14.           Related Party Transactions

The Company paid fees to a software consulting firm (“Consultant”) of $252,000 and $253,000 in fiscal 2010 and 2009, respectively.  All such work performed by the Consultant is the property of the Company.  The Company has hired individuals who were performing work for the Company on behalf of the Consultant, and during fiscal 2007, the Company hired the owner of the Consultant.  An officer of the Company has performed work for the Consultant, including disbursement services, in which funds that were remitted by the Company to the Consultant were subsequently transferred to a company controlled by the officer to distribute such funds to appropriate vendors.  The Company officer received fees from the Consultant of $55,000 and $60,000 in fiscal 2010 and 2009, respectively.  Total funds paid to the Consultant resulted in capitalized internal use software and computer equipment of $90,000 in fiscal 2009 and none in fiscal 2010.  The remaining fees of $162,000 in fiscal 2009 were deemed to be operating costs.

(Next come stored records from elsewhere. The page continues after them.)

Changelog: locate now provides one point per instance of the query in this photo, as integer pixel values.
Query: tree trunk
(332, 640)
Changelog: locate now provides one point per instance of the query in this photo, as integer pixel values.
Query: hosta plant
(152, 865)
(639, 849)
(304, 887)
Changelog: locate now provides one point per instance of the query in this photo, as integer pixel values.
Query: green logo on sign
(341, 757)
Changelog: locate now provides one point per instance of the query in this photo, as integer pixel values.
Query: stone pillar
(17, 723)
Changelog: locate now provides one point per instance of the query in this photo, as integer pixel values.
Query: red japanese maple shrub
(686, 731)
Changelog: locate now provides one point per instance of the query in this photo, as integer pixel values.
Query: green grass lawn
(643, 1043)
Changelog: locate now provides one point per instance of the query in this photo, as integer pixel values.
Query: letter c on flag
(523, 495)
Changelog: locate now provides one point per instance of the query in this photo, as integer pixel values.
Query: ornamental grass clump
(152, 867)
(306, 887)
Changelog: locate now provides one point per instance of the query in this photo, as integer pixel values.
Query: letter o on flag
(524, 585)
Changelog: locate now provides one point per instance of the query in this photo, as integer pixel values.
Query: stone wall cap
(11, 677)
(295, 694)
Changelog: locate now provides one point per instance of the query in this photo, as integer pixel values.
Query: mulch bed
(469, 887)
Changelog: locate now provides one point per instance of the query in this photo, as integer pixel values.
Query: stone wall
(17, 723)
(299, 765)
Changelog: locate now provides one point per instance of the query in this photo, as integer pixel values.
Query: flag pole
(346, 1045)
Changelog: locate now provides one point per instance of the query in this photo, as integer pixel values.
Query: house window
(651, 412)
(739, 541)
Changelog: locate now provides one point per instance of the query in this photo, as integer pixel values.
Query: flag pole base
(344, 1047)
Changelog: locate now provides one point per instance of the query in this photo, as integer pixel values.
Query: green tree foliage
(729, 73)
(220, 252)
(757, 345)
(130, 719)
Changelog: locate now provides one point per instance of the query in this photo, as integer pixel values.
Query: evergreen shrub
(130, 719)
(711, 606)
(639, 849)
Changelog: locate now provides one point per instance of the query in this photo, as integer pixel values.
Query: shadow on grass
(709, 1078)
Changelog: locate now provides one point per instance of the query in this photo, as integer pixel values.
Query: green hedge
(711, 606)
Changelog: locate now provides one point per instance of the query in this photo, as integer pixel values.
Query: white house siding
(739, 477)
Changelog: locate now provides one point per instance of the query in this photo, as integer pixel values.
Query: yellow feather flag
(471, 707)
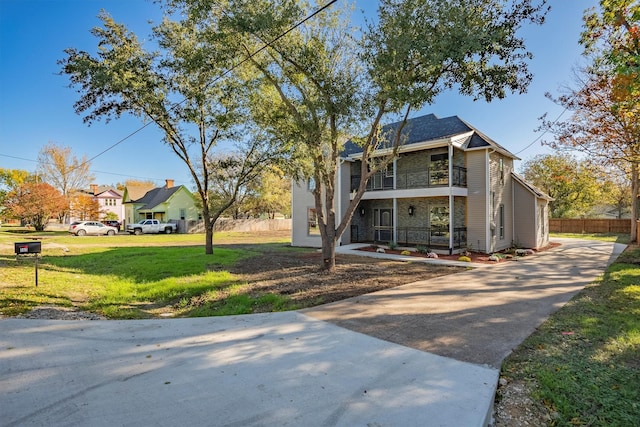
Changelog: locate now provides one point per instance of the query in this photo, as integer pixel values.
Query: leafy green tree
(324, 81)
(605, 105)
(35, 203)
(184, 88)
(573, 183)
(11, 179)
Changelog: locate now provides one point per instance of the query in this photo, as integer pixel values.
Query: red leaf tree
(35, 203)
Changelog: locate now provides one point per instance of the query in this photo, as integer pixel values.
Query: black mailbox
(28, 247)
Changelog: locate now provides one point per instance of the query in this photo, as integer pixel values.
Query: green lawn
(131, 276)
(583, 363)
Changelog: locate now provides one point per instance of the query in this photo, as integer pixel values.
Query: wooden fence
(590, 225)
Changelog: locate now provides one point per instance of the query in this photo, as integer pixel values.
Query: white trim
(451, 204)
(487, 204)
(414, 192)
(395, 221)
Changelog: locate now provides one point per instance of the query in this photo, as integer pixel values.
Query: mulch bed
(476, 257)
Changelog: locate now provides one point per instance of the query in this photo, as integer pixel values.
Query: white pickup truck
(150, 226)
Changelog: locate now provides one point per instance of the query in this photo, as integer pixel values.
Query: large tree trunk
(634, 202)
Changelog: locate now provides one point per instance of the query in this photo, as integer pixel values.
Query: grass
(124, 277)
(583, 363)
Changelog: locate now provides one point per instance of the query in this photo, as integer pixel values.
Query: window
(439, 169)
(312, 223)
(439, 224)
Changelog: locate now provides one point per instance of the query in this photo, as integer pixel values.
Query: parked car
(112, 223)
(81, 228)
(151, 226)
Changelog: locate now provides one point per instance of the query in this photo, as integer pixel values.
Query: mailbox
(28, 248)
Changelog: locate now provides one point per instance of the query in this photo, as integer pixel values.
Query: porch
(434, 238)
(431, 177)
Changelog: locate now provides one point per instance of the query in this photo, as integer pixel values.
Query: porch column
(395, 173)
(451, 204)
(395, 220)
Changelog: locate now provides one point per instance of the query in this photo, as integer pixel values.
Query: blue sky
(36, 104)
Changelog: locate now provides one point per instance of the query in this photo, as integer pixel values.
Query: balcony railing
(431, 237)
(414, 179)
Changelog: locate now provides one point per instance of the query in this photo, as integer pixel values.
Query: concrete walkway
(296, 368)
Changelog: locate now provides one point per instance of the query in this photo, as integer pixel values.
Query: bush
(422, 249)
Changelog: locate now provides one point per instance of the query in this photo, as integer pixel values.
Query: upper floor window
(311, 184)
(501, 221)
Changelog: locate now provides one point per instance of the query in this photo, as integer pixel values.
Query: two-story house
(109, 200)
(169, 203)
(449, 188)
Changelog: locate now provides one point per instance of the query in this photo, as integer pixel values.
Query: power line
(265, 46)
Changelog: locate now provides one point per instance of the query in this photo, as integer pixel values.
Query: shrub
(422, 249)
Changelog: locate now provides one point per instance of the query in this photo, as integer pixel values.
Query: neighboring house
(167, 204)
(109, 200)
(450, 188)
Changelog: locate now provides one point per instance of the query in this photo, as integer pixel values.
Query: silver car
(82, 228)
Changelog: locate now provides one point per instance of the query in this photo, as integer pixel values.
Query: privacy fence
(590, 225)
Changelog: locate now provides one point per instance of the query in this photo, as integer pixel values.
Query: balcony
(431, 237)
(414, 179)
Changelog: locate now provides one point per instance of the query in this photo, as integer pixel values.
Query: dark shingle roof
(156, 196)
(430, 128)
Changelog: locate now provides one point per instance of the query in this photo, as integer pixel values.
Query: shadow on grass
(585, 357)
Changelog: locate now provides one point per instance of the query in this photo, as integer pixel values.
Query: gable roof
(137, 191)
(156, 196)
(101, 192)
(532, 188)
(431, 128)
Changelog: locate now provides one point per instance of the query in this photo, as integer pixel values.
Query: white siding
(500, 193)
(525, 229)
(477, 200)
(302, 200)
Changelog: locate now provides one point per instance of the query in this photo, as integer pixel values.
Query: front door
(383, 225)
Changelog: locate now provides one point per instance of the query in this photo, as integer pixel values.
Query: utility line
(265, 46)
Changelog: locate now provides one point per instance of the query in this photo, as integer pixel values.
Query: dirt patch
(299, 276)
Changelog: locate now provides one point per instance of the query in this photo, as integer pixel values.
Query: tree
(184, 88)
(616, 192)
(605, 107)
(11, 179)
(603, 124)
(233, 176)
(35, 203)
(573, 183)
(414, 51)
(58, 166)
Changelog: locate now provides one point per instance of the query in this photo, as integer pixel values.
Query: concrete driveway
(311, 368)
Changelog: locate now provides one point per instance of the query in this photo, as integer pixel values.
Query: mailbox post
(26, 248)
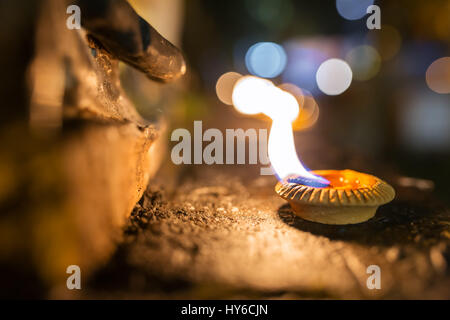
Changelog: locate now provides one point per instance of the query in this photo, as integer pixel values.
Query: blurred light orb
(438, 75)
(225, 85)
(334, 76)
(364, 61)
(353, 9)
(303, 61)
(266, 59)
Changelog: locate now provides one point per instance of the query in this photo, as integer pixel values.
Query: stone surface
(224, 233)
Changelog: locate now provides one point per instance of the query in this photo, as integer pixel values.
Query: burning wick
(326, 196)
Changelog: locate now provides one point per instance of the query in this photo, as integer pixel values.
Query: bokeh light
(438, 75)
(334, 76)
(266, 59)
(353, 9)
(387, 40)
(225, 85)
(364, 61)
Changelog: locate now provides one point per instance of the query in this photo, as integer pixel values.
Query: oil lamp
(324, 196)
(350, 197)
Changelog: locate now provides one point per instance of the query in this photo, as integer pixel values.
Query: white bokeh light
(334, 76)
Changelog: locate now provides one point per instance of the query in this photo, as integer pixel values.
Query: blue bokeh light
(353, 9)
(302, 67)
(266, 59)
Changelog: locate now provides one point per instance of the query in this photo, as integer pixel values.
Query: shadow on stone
(397, 223)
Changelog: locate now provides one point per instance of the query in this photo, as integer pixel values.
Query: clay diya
(350, 197)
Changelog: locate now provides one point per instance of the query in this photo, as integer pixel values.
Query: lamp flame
(253, 95)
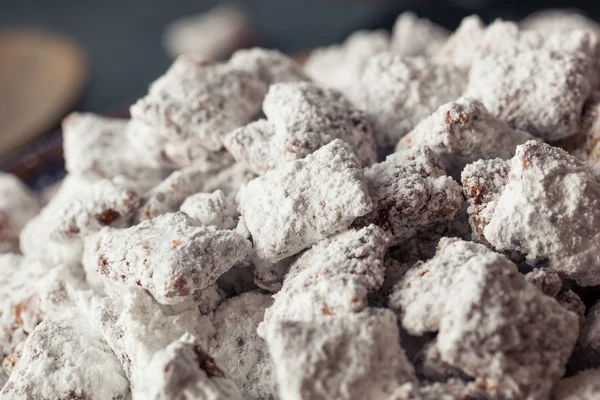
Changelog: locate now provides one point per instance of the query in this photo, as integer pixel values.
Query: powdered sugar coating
(254, 145)
(583, 386)
(464, 44)
(546, 280)
(586, 145)
(401, 91)
(269, 276)
(35, 239)
(66, 359)
(307, 117)
(549, 210)
(267, 66)
(17, 206)
(237, 347)
(171, 256)
(410, 193)
(302, 117)
(483, 182)
(589, 341)
(340, 66)
(102, 203)
(184, 370)
(96, 148)
(211, 209)
(137, 328)
(414, 36)
(169, 194)
(462, 132)
(429, 365)
(537, 84)
(351, 262)
(354, 356)
(492, 323)
(301, 202)
(197, 101)
(557, 20)
(19, 283)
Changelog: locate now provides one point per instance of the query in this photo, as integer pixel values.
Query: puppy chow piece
(410, 192)
(19, 281)
(215, 33)
(537, 84)
(267, 66)
(269, 276)
(462, 132)
(354, 356)
(17, 206)
(492, 324)
(171, 256)
(102, 203)
(414, 36)
(254, 145)
(301, 118)
(583, 386)
(211, 209)
(587, 351)
(464, 44)
(230, 180)
(137, 328)
(483, 182)
(197, 101)
(97, 148)
(184, 370)
(557, 20)
(237, 347)
(341, 66)
(307, 117)
(548, 210)
(430, 367)
(301, 202)
(170, 194)
(66, 359)
(401, 91)
(586, 145)
(351, 262)
(545, 279)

At November 30, 2010, total unpaid salary owed to the Company’s chief executive officer was $306,339, which was converted into unsecured short-term loans bearing interest at 12%.  Accrued interest on such loans was $31,575 as of November 30, 2010.

Additionally, from December 1, 2009 to November 30, 2010, the Company’s chief executive officer provided funding to the Company in the amount of $342,000.  Of such amount, $188,000 was converted into common stock and $153,000 was provided as unsecured short-term loans bearing interest at 24%.  Accrued interest on such loans was $26,483 as of November 30, 2010.

The Company also owes its chief executive officer $117,764 for unreimbursed business expenses, which are included in the Company’s accounts payable balance.